Central no discurso foi a defesa da cultura como ferramenta de luta. “A cultura argentina é a dos desaparecidos de 1976, a das mães da Praça de Maio, a do Diego Maradona. É isso que eles querem destruir”, afirmou, referindo-se aos ataques do governo Milei ao Ministério da Cultura e aos cortes em programas artísticos. Para Cristina, preservar a memória histórica é essencial para evitar que o país seja “transformado em uma terra arrasada para interesses estrangeiros”.

Cristina Kirchner iniciou sua fala desmistificando a cultura popular, afirmando que ela não se limita à música ou à arte formal. Para a ex-presidenta, cultura é “dar sentido”, e essa dimensão se manifesta em atos cotidianos e históricos de resistência. Ela citou como exemplos as Mães da Praça de Maio, que em 1977, com seus lenços brancos, criaram um “sinal de identidade” inconfundível. Da mesma forma, lembrou o gesto de Néstor Kirchner ao retirar os quadros dos ditadores Videla e Bignone, um ato que “também gera cultura”.

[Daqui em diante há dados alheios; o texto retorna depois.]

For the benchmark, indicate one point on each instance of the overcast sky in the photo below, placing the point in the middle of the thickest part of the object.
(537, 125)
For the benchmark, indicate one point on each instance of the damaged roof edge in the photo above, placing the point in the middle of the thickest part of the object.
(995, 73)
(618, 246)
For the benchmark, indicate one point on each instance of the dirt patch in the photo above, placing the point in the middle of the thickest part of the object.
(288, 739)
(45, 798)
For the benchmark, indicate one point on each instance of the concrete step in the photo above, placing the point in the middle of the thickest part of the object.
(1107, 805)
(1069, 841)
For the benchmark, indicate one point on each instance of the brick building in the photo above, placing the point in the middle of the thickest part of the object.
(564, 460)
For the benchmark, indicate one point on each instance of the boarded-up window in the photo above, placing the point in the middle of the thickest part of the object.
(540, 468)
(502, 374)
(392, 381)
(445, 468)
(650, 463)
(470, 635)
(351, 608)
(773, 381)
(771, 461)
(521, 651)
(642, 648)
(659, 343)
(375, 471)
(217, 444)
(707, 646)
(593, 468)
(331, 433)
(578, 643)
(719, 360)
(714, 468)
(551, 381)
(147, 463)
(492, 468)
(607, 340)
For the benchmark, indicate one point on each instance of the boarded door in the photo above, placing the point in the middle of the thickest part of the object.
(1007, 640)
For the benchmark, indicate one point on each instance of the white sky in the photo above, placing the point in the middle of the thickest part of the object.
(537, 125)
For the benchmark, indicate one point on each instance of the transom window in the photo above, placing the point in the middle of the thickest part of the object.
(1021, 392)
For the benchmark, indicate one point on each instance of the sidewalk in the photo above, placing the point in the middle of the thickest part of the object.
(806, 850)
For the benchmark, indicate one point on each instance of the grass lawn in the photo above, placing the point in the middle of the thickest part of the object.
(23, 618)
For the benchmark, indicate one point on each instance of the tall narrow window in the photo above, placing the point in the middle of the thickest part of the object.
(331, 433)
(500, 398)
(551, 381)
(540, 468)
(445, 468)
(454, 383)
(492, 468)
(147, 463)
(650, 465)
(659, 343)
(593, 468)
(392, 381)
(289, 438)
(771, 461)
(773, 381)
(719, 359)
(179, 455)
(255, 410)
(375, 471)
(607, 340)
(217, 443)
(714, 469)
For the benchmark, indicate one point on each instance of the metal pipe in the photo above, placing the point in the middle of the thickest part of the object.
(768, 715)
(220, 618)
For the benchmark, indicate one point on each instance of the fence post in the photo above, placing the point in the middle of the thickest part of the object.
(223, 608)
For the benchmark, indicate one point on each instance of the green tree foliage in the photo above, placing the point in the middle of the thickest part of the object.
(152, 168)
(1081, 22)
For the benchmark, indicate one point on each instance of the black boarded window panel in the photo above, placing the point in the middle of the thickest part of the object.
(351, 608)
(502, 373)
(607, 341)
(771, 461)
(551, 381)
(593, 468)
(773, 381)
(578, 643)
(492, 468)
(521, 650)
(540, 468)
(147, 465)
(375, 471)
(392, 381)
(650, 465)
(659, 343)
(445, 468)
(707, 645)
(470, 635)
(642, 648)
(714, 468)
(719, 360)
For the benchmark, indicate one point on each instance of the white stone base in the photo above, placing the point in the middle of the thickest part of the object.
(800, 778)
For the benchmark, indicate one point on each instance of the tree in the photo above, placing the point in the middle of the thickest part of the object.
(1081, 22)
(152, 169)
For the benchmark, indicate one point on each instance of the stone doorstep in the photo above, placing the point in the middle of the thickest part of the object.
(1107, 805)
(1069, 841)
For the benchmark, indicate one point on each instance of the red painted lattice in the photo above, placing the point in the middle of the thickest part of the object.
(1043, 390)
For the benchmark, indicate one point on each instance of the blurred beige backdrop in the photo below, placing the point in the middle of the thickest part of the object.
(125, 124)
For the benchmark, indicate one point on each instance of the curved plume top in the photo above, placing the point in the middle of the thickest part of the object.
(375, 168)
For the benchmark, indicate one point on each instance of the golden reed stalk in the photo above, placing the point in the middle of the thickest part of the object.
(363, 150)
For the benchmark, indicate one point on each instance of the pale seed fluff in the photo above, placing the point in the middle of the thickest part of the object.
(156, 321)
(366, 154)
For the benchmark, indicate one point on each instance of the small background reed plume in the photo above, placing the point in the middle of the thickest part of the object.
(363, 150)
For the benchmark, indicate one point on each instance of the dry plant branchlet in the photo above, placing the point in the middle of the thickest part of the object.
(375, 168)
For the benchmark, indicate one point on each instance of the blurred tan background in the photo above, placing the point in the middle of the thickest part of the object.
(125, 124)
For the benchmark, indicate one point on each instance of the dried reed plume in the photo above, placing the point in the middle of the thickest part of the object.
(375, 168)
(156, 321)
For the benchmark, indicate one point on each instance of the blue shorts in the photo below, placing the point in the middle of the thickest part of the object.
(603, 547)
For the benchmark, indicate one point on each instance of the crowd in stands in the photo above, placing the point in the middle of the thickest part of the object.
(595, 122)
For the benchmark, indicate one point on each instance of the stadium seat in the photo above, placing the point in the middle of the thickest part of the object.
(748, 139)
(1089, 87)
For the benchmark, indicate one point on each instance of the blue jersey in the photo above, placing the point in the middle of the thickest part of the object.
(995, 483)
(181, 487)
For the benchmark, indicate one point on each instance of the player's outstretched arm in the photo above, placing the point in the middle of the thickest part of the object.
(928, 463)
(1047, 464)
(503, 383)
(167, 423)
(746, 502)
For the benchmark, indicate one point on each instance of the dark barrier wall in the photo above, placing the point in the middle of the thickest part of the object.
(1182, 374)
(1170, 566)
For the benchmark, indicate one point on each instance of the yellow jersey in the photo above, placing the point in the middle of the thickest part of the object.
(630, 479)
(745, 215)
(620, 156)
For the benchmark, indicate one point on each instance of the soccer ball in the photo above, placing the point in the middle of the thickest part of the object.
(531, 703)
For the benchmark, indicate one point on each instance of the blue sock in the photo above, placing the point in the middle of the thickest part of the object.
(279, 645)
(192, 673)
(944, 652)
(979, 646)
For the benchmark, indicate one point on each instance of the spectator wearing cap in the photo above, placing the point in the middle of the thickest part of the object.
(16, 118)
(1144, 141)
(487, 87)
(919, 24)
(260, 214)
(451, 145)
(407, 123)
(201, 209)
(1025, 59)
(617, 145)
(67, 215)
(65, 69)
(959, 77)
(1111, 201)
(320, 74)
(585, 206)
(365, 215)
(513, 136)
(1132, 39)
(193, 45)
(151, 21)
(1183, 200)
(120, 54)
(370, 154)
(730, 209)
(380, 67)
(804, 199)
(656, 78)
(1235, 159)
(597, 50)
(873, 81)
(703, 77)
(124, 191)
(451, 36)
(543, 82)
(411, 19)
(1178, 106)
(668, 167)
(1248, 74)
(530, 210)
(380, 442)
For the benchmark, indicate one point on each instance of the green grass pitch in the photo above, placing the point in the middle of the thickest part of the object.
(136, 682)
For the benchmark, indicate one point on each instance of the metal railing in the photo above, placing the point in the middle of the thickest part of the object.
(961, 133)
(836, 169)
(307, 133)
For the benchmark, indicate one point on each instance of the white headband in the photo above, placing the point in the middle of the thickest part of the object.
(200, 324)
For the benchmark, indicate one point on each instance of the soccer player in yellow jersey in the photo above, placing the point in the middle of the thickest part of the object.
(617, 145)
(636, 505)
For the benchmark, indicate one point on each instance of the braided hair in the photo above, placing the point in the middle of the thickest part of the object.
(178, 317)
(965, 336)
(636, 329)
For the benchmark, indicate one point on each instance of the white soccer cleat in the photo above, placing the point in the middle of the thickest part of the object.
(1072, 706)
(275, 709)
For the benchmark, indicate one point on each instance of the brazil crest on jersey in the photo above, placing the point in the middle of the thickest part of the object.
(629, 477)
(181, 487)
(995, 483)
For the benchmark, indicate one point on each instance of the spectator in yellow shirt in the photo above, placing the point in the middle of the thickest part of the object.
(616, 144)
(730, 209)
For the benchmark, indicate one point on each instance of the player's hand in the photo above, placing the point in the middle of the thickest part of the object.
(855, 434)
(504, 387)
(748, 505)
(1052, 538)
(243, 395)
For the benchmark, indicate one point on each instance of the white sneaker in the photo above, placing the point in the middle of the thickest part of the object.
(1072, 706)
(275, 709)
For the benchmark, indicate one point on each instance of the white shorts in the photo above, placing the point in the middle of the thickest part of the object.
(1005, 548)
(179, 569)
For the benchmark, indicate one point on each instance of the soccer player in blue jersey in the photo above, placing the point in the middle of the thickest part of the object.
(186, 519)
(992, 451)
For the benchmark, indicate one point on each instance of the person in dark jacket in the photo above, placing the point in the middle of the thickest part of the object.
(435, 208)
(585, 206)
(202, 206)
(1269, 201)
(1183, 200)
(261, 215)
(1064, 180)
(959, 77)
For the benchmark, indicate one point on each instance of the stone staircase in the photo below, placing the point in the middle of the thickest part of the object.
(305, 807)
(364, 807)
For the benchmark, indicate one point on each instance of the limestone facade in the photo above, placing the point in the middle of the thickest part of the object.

A ex-presidenta enumerou uma série de conquistas culturais de seus governos, como o apoio ao INCAA (Instituto Nacional de Cinema e Artes Audiovisuais) com 900 filmes produzidos, a criação do Canal Encuentro e Paka Paka, o desenvolvimento do Centro Cultural Kirchner e da Tecnópolis, e a elevação do PIB cultural a 3,8%, superando setores como mineração e pesca. Em um ataque direto ao governo atual, Kirchner declarou: “Se deram conta que esses caras não construíram nada? Nada! Nem uma puta escola, nem um puta edifício, nem um puta monumento, nada! Eles mudam o nome de sua única obra… Sua única obra é mudar o nome do que outros fizeram, ou de não estar. Que medíocres, que chatos.”

O ponto alto de sua retrospectiva cultural, no entanto, foi o Bicentenário da Revolução de Maio em 2010. Para Kirchner, o evento permitiu “recuperar para o povo o 25 de maio”, uma data que, segundo ela, havia sido “apropriada pela historiografia liberal”. Ela relembrou o desfile com milhões de pessoas e a anedota do carro alegórico dos povos originários que, por um acaso, saiu antes do carro da “Pátria voadora”, simbolizando a primazia dos povos origens sobre a formação do país.

Néstor Kirchner e o legado de 2003: lições para o futuro
Ao lembrar do marido e ex-presidente, Cristina destacou como o governo de Néstor, iniciado em 25 de maio de 2003, resgatou a Argentina do caos pós-default. “Ele governou sem medo, com paixão pelo povo. Hoje, precisamos dessa mesma determinação para enfrentar o ajuste de Milei”, disse, reafirmando que o peronismo deve ser “o guardião da soberania econômica e cultural”.

Encerrando com uma mensagem de esperança, Cristina afirmou: “A Argentina não será apagada. Temos a força do povo, a memória de nossos mortos e a coragem de quem sabe que a luta continua”. O discurso, repleto de referências históricas e apelos emocionais, consolidou-se como um marco na resistência política e cultural contra as reformas de Milei, enquanto o peronismo busca reconstruir sua narrativa para as eleições futuras.